Attacchi di panico

Affrontare gli attacchi di panico

La persona che sperimenta gli attacchi d’ansia o attacchi di panico, vive forme di ansia molto intensa. A questa spesso segue una paura, altrettanto intensa, di rivivere in futuro situazioni simili caratterizzate da questo stato di forte malessere. Si innesca dunque un circolo vizioso in cui il soggetto resta intrappolato.

E cosa fa per gestire l’ansia? Che soluzioni individua e applica con l’intendo di stare meglio, di controllare, di combattere o di superare l’attacco di panico? È proprio partendo da queste domande che il terapeuta si muove con l’obiettivo di individuare e gestire in modo funzionale ciò che permette al problema di radicarsi sempre più nella vita della persona generando sofferenza e sensazioni di impotenza.

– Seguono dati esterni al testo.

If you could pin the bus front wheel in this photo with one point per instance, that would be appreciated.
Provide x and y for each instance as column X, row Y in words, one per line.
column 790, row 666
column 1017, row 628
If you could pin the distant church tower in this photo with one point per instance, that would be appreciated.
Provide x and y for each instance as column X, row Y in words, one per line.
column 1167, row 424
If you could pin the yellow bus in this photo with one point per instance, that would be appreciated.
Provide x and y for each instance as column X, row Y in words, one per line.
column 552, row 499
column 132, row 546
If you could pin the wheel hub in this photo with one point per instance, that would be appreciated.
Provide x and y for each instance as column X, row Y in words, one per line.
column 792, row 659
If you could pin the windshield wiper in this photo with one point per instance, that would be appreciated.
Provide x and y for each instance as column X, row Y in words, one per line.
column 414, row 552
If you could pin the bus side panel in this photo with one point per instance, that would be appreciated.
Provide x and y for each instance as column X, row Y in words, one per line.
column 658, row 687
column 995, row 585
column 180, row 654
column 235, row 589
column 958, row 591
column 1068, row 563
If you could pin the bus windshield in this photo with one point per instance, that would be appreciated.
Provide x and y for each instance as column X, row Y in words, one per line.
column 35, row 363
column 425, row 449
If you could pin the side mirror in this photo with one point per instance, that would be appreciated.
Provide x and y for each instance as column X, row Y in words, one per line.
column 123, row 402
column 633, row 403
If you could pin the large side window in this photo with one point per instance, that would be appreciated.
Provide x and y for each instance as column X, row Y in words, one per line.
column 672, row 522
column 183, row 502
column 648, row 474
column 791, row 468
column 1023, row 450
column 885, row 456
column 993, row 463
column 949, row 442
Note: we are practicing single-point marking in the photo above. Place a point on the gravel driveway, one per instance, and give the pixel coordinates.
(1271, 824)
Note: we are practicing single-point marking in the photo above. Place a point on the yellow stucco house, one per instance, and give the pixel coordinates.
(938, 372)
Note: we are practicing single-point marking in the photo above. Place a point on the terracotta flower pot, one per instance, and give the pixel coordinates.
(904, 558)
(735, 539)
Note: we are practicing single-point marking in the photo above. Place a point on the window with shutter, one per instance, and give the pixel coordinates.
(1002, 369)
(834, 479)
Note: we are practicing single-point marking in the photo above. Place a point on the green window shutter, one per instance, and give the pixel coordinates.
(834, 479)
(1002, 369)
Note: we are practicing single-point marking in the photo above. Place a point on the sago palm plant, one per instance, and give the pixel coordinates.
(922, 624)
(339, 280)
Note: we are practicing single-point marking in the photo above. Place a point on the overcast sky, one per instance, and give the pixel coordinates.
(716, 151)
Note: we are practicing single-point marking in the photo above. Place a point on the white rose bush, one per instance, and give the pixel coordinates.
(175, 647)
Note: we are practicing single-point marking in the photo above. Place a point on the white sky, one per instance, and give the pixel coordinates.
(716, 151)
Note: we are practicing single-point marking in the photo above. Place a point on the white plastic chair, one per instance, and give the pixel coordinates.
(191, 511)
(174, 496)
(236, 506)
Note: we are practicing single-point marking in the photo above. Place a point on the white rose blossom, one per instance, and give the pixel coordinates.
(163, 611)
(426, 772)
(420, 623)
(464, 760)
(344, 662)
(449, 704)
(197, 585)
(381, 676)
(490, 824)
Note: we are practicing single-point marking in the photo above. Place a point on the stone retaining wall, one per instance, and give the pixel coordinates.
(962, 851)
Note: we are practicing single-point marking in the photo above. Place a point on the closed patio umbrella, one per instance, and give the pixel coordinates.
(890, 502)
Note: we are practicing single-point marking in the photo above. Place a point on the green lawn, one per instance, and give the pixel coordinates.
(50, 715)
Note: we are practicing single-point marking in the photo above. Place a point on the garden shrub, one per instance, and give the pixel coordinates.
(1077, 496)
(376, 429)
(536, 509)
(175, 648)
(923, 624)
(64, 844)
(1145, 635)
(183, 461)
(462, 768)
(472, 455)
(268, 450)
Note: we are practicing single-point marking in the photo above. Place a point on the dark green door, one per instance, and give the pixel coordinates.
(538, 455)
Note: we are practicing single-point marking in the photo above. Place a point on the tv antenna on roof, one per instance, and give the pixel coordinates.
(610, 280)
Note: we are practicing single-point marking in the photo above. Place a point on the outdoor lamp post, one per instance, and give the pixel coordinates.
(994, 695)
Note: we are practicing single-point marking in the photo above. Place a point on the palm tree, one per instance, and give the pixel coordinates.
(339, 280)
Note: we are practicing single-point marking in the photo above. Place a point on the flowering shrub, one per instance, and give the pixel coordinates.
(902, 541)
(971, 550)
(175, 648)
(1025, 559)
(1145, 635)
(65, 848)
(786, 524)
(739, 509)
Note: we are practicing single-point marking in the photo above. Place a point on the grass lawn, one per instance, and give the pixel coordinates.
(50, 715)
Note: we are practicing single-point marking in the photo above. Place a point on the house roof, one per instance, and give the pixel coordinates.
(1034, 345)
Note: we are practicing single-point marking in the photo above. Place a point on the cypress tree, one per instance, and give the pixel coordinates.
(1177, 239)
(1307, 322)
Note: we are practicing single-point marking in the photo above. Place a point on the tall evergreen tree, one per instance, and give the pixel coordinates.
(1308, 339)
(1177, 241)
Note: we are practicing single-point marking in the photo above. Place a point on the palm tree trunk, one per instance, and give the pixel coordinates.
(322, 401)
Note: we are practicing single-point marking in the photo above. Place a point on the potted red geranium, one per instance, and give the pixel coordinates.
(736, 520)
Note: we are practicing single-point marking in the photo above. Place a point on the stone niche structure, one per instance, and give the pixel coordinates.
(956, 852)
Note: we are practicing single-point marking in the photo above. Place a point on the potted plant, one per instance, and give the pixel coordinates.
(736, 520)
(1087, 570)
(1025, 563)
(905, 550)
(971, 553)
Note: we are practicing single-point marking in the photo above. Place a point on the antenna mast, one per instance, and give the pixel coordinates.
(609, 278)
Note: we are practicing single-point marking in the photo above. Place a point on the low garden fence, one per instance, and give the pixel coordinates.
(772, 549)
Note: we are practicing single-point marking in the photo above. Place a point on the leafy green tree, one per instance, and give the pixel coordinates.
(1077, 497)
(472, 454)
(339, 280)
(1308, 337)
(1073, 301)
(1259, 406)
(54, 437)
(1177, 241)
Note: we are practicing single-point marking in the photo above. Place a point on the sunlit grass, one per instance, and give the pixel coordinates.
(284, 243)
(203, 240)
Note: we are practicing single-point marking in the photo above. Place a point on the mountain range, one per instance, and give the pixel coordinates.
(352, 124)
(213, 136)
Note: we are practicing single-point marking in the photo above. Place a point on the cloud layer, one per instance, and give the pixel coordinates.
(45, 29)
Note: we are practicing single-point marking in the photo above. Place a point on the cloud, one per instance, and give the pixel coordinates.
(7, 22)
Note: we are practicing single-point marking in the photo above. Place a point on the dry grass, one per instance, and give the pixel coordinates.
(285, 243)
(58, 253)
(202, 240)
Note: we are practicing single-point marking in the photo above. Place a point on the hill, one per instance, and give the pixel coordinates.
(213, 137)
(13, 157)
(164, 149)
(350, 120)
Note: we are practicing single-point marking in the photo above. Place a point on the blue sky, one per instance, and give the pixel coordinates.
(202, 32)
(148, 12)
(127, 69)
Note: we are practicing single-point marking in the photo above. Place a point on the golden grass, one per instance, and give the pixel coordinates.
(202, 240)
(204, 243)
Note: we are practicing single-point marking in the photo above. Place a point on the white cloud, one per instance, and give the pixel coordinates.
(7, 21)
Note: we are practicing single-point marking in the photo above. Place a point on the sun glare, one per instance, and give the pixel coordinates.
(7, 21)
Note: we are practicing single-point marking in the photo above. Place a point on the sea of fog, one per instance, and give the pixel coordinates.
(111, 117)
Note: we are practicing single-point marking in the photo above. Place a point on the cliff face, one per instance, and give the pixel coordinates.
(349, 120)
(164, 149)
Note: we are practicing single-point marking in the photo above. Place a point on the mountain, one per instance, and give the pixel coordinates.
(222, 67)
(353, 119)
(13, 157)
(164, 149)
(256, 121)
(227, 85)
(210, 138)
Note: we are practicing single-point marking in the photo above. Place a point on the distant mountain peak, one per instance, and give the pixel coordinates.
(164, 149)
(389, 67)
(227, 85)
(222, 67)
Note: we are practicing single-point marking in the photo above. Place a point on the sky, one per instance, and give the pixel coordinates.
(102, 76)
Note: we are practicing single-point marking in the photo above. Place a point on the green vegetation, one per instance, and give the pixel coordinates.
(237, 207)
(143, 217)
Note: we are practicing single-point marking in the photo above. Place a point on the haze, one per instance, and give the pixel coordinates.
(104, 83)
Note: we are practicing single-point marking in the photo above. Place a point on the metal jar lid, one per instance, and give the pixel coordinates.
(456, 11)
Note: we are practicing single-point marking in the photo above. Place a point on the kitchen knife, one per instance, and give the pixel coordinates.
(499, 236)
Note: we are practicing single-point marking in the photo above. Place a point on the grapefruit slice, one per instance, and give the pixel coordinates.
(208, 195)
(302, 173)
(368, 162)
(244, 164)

Evitare le situazioni o i luoghi temuti, farsi accompagnare negli spostamenti, monitorare continuamente il proprio corpo sono solo alcuni dei possibili comportamenti che all’inizio appaiono utili e funzionali ma che nel lungo periodo “mobilizzano” la persona di fronte al problema.
Perché in molti casi il farmaco non risolve il problema? Le terapie farmacologiche non rappresentano un rimedio in quanto il farmaco non interviene in nessun modo sull’eliminazione dell’associazione tra l’oggetto (o la situazione o il luogo) e la paura che esso genera nella persona. Una volta terminato l’effetto del farmaco, la paura di avere ulteriori attacchi (ansia anticipatoria), e/o gli attacchi stessi possono ripresentarsi e a volte più forti di prima.